This is a short post “looking inside” one author’s writing process/journey…
Several weeks ago, Gayle Bartos-Pool posted an excellent writing on polishing your latest[i] before sending your wonderful novel out into “the world.” My “polishing activity” follow-on thoughts this week, are on my developing questions to use when looking back on my novels once they are actually gone and fending for themselves in the world.
One of my writing goals has always been to continually improve my writing — classes, books, editors, advice from writers I know, reviews, blogs like Writers in Residence (smile)—you get the picture. Mainly, trying to do better than my last book.
This last item for me, has always been haphazard and unstructured.
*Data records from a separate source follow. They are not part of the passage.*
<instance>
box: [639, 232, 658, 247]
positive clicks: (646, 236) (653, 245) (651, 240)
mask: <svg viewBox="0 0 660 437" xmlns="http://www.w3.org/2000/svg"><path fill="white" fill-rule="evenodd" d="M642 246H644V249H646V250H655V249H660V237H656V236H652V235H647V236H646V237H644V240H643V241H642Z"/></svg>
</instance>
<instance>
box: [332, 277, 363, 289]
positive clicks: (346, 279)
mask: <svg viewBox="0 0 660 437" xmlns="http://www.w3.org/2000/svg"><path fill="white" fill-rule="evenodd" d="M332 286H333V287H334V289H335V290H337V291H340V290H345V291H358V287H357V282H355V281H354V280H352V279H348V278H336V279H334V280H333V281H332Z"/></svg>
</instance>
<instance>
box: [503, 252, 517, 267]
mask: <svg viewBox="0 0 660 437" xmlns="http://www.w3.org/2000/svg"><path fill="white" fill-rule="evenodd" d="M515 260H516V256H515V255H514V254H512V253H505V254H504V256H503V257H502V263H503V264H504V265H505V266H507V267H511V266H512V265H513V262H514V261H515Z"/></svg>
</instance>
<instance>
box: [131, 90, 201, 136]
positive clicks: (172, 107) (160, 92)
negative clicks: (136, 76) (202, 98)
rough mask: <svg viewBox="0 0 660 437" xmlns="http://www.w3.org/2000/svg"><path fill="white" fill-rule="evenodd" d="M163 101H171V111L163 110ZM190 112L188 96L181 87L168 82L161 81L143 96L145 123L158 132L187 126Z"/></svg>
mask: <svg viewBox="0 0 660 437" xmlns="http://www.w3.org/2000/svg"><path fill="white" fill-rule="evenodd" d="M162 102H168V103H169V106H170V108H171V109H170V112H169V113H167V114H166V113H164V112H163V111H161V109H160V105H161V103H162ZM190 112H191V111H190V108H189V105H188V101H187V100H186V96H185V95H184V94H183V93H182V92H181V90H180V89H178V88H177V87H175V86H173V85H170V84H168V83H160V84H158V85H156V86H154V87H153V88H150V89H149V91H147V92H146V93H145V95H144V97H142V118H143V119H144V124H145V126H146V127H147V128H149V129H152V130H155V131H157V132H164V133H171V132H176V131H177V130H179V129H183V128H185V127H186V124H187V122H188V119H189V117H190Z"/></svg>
Especially since I have never reread any of my books after publication, except when I’ve read snatches at several events. Even that was hard—once published, the work is mentally and emotionally gone. If I didn’t have “important details” files, I probably couldn’t recall many characters names. Though sort of having a series now, my Shiné world and inhabitants have remained with me from book to book much better, stronger, and more fondly. Still, I haven’t reread any of them.
So, my point in this post is to share an actual list I’m working on to counteract my unfortunate tendency not to re-live what I’ve written, AND also enable thinking about what I want to do better in the next one. Improve my writing. Here’s the beginnings of what I’m working on so far from my looking back perspective..:
- More dialogue, and more action involving characters physically doing things (this is just a nugget of a goal—and I’m not sure exactly what I mean yet. Especially since I just reread a short story by P.D. James called the Mistletoe Murders where there’s mostly narrative—and I loved it.)[ii]
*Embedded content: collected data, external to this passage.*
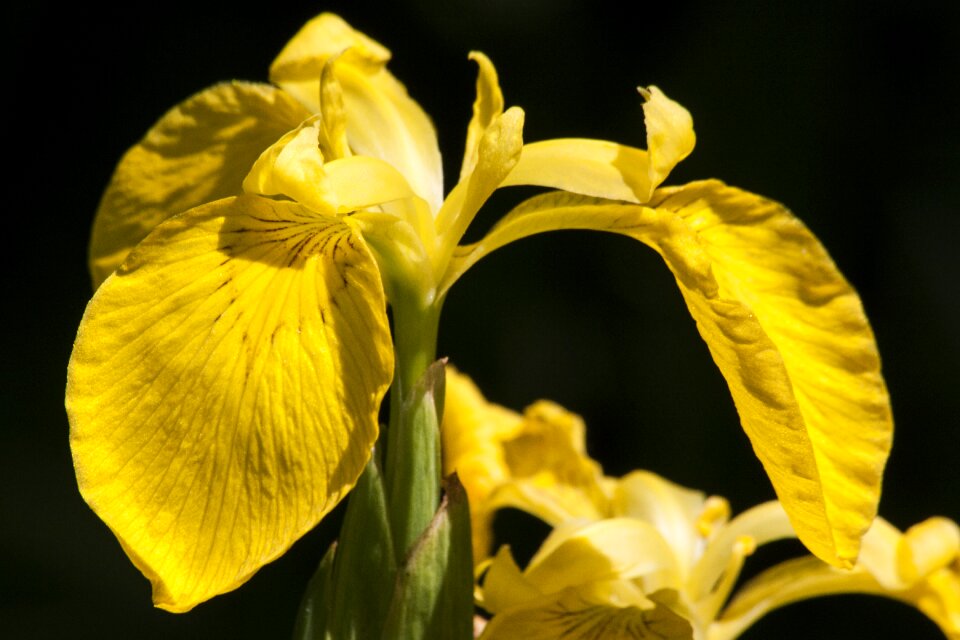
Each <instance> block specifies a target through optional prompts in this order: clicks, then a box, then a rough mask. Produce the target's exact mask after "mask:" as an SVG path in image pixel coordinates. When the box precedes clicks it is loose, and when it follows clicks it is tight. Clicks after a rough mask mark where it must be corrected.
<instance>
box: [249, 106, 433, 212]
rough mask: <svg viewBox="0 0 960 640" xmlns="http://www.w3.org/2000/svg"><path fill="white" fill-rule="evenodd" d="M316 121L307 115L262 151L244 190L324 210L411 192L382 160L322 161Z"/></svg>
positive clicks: (360, 206)
mask: <svg viewBox="0 0 960 640" xmlns="http://www.w3.org/2000/svg"><path fill="white" fill-rule="evenodd" d="M321 126H322V122H321V120H320V119H319V118H311V119H310V120H308V121H306V122H304V123H303V124H302V125H301V126H300V127H298V128H297V129H295V130H293V131H290V132H289V133H287V134H285V135H284V136H283V137H282V138H280V139H279V140H278V141H277V142H276V143H274V144H273V145H271V146H270V148H268V149H267V150H265V151H264V152H263V154H262V155H261V156H260V157H259V158H258V159H257V161H256V163H254V165H253V167H252V168H251V170H250V173H249V175H247V177H246V178H245V179H244V181H243V189H244V191H246V192H247V193H254V194H260V195H268V196H274V195H283V196H286V197H288V198H290V199H292V200H294V201H296V202H299V203H300V204H302V205H304V206H306V207H308V208H310V209H312V210H314V211H316V212H318V213H323V214H327V215H332V214H338V213H340V214H342V213H352V212H353V211H356V210H357V209H363V208H365V207H371V206H375V205H379V204H383V203H385V202H392V201H394V200H401V199H406V198H413V197H415V196H414V193H413V191H412V190H411V189H410V185H408V184H407V181H406V180H405V179H404V177H403V176H402V175H401V174H400V172H398V171H397V170H396V169H394V168H393V167H392V166H391V165H389V164H387V163H386V162H384V161H383V160H379V159H377V158H371V157H369V156H350V157H346V158H340V159H334V160H332V161H327V160H326V159H325V158H324V157H323V155H322V153H321V151H320V146H319V144H318V136H319V135H320V127H321Z"/></svg>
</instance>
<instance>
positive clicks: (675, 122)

- More action with real personal danger involved.
- More real romance other than intellectual “love of the Mojave.”
- Characters “actually” having changed, versus in the “process” of change.
- More skillfully handle “musicality.” (do so much rewriting in that area — especially balancing long passages with short)
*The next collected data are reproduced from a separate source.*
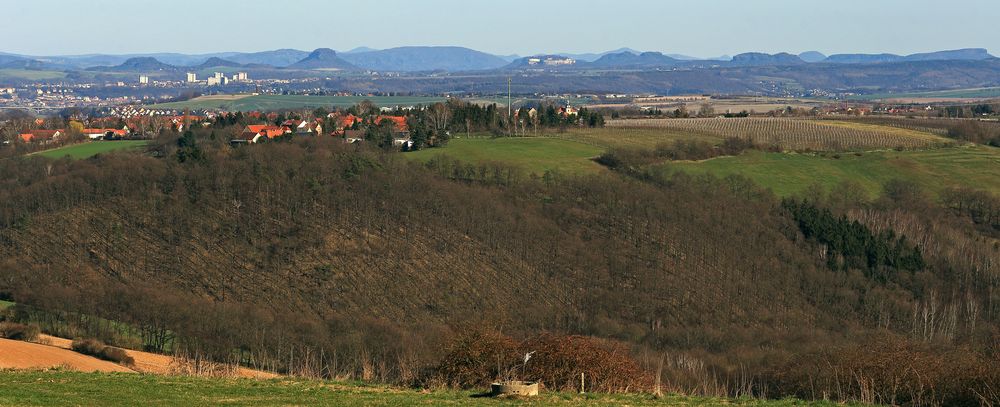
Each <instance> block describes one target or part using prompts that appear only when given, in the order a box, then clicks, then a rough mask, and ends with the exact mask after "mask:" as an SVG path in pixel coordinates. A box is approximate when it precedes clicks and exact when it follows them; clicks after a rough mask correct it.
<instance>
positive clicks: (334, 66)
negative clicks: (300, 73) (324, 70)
mask: <svg viewBox="0 0 1000 407" xmlns="http://www.w3.org/2000/svg"><path fill="white" fill-rule="evenodd" d="M288 68H290V69H308V70H336V71H340V70H352V69H357V67H355V66H354V65H351V63H350V62H347V61H345V60H343V59H341V58H340V57H339V56H338V55H337V52H336V51H334V50H332V49H329V48H319V49H317V50H315V51H313V52H312V53H310V54H309V56H307V57H305V58H303V59H302V60H301V61H299V62H296V63H294V64H291V65H289V66H288Z"/></svg>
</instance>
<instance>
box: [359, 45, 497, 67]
mask: <svg viewBox="0 0 1000 407" xmlns="http://www.w3.org/2000/svg"><path fill="white" fill-rule="evenodd" d="M342 57H343V58H344V59H345V60H346V61H347V62H350V63H351V64H353V65H355V66H357V67H360V68H364V69H370V70H374V71H400V72H419V71H483V70H490V69H497V68H500V67H503V66H504V65H507V63H508V62H507V60H505V59H503V58H501V57H498V56H496V55H491V54H487V53H485V52H479V51H476V50H472V49H468V48H462V47H400V48H392V49H386V50H380V51H374V50H357V49H356V50H353V51H352V52H349V53H344V54H342Z"/></svg>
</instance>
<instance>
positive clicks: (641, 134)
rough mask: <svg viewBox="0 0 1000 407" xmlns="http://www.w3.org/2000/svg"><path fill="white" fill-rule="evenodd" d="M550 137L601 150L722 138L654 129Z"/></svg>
mask: <svg viewBox="0 0 1000 407" xmlns="http://www.w3.org/2000/svg"><path fill="white" fill-rule="evenodd" d="M546 135H548V136H550V137H555V138H561V139H565V140H573V141H578V142H581V143H585V144H591V145H594V146H598V147H602V148H614V147H632V148H656V146H657V145H659V144H662V143H671V142H674V141H677V140H702V141H707V142H709V143H713V144H715V143H721V142H722V139H723V138H722V137H718V136H714V135H704V134H695V133H692V132H685V131H678V130H671V129H655V128H624V127H621V128H610V127H607V128H603V129H571V130H567V131H566V132H563V133H549V134H546Z"/></svg>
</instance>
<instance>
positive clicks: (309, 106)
mask: <svg viewBox="0 0 1000 407" xmlns="http://www.w3.org/2000/svg"><path fill="white" fill-rule="evenodd" d="M365 100H369V101H371V102H372V103H375V104H376V105H378V106H416V105H427V104H431V103H437V102H443V101H445V100H446V99H445V98H441V97H423V96H309V95H257V96H246V97H239V98H235V99H225V98H220V97H219V96H217V95H215V96H201V97H197V98H194V99H191V100H186V101H183V102H171V103H161V104H156V105H151V106H150V108H153V109H221V110H229V111H253V110H261V111H272V110H289V109H311V108H317V107H326V108H330V107H344V108H346V107H350V106H353V105H356V104H358V103H359V102H362V101H365Z"/></svg>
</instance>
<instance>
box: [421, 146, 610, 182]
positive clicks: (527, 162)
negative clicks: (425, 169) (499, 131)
mask: <svg viewBox="0 0 1000 407" xmlns="http://www.w3.org/2000/svg"><path fill="white" fill-rule="evenodd" d="M602 152H604V149H602V148H600V147H595V146H593V145H590V144H584V143H579V142H576V141H571V140H564V139H556V138H545V137H501V138H485V137H483V138H458V139H454V140H451V141H450V142H449V143H448V145H447V146H445V147H442V148H431V149H424V150H420V151H414V152H410V153H405V156H406V157H408V158H411V159H414V160H419V161H428V160H430V159H431V158H433V157H437V156H442V155H444V156H448V157H451V158H454V159H458V160H462V161H468V162H472V163H477V164H478V163H487V162H503V163H507V164H510V165H514V166H517V167H521V168H522V169H524V170H525V171H527V172H529V173H535V174H538V175H542V174H544V173H545V172H546V171H558V172H564V173H595V172H599V171H602V170H603V167H601V166H600V165H599V164H597V163H595V162H594V161H593V160H592V159H593V158H594V157H597V156H599V155H601V153H602Z"/></svg>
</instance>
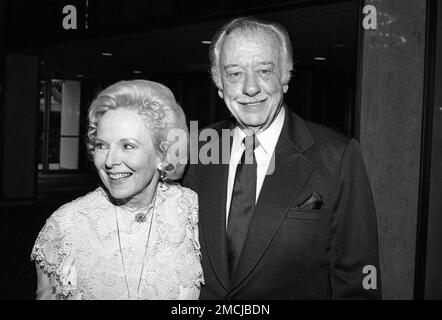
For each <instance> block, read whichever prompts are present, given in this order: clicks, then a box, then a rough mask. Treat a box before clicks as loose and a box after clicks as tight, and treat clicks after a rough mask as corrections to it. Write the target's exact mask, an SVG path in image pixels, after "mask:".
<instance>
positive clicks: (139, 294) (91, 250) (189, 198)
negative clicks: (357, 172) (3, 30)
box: [31, 183, 204, 300]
- Better develop traditional “mystery” conundrums. (An outstanding example of what I’m talking about here is Agatha Christie. What a mind!)
- Better balance against each other – (1) stopping a reader in reading-stride, versus (2) using the absolutely perfect word–noun, adjective, adverb, verb–for description emotional impact. Love finding the perfect word!
I plan to think about all these items, and more, as I start writing my latest Shiné adventure, Deceiving Eyes. But these items are peculiar to me and my writing goals—and the point of my sharing all this “what’s in my mixing bowl stuff” is to offer the thought of doing this type of farewell with your own ideas, writing, and goals?
Which leads to my second point, actually using Last Goodbye thoughts in the future. Not just thinking about them…smile. Another bullet for my list.